De acordo com o Ministério Público, na última segunda-feira, 8,  no entanto, o
presidente da Câmara Municipal, em sessão extraordinária, deu posse novamente a
Lidiane Leite, “sem ao menos publicar ou divulgar a revogação do decreto,
o qual teria, em tese, sido revogado unilateralmente pelo referido
presidente”, explica o promotor de justiça Fábio Santos de Oliveira.
Apesar de várias tentativas da promotoria em ter
acesso a um documento que tivesse revogado o decreto, que não havia sido
publicado, isso foi negado pelo presidente daquela Casa Legislativa.
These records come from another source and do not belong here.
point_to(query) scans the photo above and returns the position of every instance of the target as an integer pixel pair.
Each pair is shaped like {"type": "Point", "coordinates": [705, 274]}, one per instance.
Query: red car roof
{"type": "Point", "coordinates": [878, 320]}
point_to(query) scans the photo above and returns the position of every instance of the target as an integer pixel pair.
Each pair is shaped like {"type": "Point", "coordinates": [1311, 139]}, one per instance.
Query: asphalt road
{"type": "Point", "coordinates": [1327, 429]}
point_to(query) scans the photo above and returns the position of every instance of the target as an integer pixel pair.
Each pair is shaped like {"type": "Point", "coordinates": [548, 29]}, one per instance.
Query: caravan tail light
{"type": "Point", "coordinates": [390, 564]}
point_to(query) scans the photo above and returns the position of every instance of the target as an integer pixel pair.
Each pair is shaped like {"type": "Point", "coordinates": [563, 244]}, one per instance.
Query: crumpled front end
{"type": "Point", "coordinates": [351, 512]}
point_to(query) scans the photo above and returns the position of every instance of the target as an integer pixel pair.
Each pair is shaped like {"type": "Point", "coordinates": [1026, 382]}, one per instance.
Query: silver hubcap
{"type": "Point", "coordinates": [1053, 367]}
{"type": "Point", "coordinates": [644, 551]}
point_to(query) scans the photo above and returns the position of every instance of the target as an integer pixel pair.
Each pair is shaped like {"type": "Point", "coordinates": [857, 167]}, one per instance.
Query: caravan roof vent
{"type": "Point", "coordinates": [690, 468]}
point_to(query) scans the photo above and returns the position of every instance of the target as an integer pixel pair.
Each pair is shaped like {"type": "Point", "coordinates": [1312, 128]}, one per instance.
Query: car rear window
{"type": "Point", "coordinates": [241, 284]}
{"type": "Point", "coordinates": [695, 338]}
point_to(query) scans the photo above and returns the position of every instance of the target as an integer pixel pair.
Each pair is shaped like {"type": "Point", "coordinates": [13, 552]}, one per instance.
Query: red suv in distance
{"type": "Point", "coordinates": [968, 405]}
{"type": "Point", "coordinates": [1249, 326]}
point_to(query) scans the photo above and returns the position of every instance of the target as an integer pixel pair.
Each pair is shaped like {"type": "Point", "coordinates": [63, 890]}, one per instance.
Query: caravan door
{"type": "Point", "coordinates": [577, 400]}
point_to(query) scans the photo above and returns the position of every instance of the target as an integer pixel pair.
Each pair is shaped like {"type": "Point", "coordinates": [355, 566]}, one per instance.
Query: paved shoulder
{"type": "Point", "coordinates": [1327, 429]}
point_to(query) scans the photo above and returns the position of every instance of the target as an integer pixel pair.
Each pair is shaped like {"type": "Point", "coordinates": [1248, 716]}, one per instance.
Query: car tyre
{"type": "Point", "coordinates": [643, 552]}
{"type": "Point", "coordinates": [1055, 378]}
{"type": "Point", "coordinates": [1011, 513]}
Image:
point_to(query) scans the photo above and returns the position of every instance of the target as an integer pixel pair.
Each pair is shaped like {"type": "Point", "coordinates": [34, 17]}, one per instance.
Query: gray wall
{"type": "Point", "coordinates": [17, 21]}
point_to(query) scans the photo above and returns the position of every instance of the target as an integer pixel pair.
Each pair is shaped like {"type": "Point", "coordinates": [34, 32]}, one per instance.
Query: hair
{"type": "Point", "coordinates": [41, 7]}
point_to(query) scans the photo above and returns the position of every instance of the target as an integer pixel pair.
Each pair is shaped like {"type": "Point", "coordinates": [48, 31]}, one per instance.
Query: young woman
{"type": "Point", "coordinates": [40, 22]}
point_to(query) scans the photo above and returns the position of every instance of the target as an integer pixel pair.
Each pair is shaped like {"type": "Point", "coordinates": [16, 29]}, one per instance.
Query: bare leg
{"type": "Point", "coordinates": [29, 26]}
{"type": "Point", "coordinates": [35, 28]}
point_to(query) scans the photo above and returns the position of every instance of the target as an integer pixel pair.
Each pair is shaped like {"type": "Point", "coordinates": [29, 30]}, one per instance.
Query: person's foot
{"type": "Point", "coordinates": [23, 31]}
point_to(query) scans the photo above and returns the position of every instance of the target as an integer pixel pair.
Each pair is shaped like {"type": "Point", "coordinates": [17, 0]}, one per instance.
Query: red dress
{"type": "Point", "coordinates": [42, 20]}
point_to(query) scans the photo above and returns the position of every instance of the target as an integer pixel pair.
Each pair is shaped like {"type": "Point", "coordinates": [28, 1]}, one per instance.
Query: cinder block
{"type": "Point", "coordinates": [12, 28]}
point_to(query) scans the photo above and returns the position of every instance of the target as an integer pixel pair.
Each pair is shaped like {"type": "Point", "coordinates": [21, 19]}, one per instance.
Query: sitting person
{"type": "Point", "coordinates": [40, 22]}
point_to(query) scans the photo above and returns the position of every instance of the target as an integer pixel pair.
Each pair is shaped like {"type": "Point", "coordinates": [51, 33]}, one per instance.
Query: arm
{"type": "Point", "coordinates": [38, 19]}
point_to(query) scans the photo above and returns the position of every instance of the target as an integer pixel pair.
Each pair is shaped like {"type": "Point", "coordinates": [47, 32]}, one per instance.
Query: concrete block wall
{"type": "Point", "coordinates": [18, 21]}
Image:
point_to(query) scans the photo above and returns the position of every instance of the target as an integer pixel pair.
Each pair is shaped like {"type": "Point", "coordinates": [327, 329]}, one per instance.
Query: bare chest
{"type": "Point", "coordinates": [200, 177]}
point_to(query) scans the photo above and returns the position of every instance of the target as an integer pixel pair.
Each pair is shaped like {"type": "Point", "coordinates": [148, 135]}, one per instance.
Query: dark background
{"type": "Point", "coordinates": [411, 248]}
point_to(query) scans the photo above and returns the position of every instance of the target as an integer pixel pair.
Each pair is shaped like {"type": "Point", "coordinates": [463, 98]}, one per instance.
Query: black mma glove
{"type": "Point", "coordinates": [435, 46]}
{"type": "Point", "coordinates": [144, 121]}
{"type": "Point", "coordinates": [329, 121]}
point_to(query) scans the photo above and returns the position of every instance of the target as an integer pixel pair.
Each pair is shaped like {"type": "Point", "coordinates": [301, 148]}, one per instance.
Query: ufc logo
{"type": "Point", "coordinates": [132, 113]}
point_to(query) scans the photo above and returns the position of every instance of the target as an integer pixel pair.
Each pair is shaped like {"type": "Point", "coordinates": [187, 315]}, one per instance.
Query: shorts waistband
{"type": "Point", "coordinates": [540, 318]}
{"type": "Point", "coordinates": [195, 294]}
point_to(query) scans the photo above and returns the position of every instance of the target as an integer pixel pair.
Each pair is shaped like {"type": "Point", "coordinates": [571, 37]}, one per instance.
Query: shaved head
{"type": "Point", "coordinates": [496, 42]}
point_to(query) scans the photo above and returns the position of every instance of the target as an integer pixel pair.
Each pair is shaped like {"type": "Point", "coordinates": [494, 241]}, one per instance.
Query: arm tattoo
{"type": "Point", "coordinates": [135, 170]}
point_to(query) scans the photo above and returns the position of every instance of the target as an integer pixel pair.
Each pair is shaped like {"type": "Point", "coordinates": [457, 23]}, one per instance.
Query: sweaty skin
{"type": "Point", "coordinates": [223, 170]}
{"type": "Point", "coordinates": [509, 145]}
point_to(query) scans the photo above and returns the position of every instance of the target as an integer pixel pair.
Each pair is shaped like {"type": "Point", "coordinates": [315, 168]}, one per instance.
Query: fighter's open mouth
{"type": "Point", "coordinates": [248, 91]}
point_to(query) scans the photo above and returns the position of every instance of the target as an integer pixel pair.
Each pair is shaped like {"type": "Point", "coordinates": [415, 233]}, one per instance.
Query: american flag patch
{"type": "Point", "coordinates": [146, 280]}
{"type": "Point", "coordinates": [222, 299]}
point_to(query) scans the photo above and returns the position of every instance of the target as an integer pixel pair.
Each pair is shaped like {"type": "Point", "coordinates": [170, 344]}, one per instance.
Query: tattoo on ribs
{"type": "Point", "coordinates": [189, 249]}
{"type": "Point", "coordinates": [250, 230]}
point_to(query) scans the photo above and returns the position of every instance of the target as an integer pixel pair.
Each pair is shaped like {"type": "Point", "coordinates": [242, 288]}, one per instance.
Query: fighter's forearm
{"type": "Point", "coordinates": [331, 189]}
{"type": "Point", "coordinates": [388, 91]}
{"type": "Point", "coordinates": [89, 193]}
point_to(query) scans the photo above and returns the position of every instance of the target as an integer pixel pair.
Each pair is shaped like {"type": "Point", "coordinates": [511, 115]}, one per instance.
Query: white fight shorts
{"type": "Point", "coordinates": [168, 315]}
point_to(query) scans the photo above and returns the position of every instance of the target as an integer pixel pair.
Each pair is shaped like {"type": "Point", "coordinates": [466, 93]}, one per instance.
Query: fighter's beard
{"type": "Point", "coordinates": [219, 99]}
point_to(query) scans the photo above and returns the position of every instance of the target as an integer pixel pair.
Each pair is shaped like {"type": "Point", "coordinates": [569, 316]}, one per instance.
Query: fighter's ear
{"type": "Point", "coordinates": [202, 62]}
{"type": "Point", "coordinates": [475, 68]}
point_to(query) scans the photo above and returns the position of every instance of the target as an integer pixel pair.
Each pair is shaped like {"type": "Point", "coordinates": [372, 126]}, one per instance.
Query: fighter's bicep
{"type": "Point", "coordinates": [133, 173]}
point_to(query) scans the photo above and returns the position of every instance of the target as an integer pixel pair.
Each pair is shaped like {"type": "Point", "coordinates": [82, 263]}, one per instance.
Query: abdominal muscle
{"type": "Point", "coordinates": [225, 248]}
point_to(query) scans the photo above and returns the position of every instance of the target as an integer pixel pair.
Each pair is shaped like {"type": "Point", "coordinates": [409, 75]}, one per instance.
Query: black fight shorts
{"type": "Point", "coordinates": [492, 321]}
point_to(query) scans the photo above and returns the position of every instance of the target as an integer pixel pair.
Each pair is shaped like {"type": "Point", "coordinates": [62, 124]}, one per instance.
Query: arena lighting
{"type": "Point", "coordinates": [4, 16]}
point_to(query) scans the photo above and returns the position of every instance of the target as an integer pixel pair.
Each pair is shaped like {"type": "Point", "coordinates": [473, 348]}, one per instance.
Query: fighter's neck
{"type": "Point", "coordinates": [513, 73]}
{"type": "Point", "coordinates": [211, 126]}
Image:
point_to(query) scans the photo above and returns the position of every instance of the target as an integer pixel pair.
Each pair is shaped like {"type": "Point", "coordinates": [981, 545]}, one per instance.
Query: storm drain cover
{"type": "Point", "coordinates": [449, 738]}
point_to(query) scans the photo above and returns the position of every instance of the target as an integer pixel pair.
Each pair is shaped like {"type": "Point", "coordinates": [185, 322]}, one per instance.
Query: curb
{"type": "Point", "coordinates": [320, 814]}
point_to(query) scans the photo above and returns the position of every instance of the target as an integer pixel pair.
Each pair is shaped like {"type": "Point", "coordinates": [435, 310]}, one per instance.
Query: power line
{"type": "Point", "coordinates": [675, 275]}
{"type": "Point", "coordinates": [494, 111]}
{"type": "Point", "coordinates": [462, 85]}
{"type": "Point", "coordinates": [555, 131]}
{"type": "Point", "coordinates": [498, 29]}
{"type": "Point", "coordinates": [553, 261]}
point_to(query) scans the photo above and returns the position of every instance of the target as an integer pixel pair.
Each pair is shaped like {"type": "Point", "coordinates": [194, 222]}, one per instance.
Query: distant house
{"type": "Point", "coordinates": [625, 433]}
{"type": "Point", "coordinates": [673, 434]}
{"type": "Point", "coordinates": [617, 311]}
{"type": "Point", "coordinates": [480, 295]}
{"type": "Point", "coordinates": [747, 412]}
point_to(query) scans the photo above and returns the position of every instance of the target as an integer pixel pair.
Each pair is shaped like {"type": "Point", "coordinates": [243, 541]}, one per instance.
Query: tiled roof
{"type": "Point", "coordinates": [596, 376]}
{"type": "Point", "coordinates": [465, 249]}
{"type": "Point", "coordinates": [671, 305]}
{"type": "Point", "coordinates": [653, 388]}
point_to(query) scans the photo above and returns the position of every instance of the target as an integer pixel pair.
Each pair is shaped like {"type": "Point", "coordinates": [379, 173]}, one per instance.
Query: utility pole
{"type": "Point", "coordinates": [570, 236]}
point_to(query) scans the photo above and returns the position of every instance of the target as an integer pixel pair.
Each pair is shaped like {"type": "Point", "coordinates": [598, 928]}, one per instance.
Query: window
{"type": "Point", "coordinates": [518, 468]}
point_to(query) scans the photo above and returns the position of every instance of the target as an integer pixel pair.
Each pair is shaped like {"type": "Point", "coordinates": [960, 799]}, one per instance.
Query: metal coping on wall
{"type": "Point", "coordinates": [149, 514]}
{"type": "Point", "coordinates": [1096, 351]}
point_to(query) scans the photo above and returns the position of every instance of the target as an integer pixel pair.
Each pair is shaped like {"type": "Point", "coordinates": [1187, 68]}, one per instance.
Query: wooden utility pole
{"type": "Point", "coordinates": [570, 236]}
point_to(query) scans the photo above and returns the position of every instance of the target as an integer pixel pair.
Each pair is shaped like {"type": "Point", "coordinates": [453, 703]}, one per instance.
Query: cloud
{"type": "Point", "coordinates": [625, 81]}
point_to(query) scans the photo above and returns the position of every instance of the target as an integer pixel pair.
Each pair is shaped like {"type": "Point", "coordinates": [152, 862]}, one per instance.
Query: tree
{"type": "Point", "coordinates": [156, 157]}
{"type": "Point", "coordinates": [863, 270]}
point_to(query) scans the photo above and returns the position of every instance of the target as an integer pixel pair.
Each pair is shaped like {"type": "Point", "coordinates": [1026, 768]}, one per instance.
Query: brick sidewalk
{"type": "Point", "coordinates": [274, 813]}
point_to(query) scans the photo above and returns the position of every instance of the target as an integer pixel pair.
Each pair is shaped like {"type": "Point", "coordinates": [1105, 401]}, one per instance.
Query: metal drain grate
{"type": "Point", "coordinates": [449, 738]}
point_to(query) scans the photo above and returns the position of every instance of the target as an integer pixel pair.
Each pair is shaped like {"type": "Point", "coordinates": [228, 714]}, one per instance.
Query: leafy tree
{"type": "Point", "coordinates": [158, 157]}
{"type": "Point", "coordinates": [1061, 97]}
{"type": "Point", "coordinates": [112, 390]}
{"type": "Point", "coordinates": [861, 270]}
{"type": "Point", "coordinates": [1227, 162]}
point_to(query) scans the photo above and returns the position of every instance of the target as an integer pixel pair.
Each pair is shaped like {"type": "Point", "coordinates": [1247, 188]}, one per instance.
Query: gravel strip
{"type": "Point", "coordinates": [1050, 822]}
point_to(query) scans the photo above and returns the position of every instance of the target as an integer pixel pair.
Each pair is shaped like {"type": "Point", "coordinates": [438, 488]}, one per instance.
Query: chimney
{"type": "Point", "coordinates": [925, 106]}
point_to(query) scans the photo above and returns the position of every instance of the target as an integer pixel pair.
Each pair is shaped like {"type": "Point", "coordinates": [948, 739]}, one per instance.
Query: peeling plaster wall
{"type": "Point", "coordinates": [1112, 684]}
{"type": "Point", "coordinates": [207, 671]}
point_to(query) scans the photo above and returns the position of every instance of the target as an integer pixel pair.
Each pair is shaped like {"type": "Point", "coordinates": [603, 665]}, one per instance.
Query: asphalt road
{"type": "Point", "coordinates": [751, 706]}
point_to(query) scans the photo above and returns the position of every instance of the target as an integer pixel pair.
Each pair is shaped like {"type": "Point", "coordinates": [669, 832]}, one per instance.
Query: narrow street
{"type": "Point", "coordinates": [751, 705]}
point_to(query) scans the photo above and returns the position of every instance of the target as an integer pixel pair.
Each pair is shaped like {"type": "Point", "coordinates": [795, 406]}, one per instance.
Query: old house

Arão da
Silva afirmou que só atenderia a pedido formulado por escrito e se lhe fosse
dado prazo constitucional para o atendimento.
Para o promotor Fábio de Oliveira, além de violar
os princípios da transparência e boa-fé, o vereador infringiu a Lei de Acesso à
Informação, que só permite que documentos sejam mantidos em sigilo quando
necessários à segurança, o que não é o caso. “A negativa de acesso ao
referido documento tem o nítido intuito de dificultar a fiscalização exercida
pelo Ministério Público de Bom Jardim, pois ele sabe que a revogação do decreto
legislativo configurava uma afronta à Recomendação n° 02/2015”, observa.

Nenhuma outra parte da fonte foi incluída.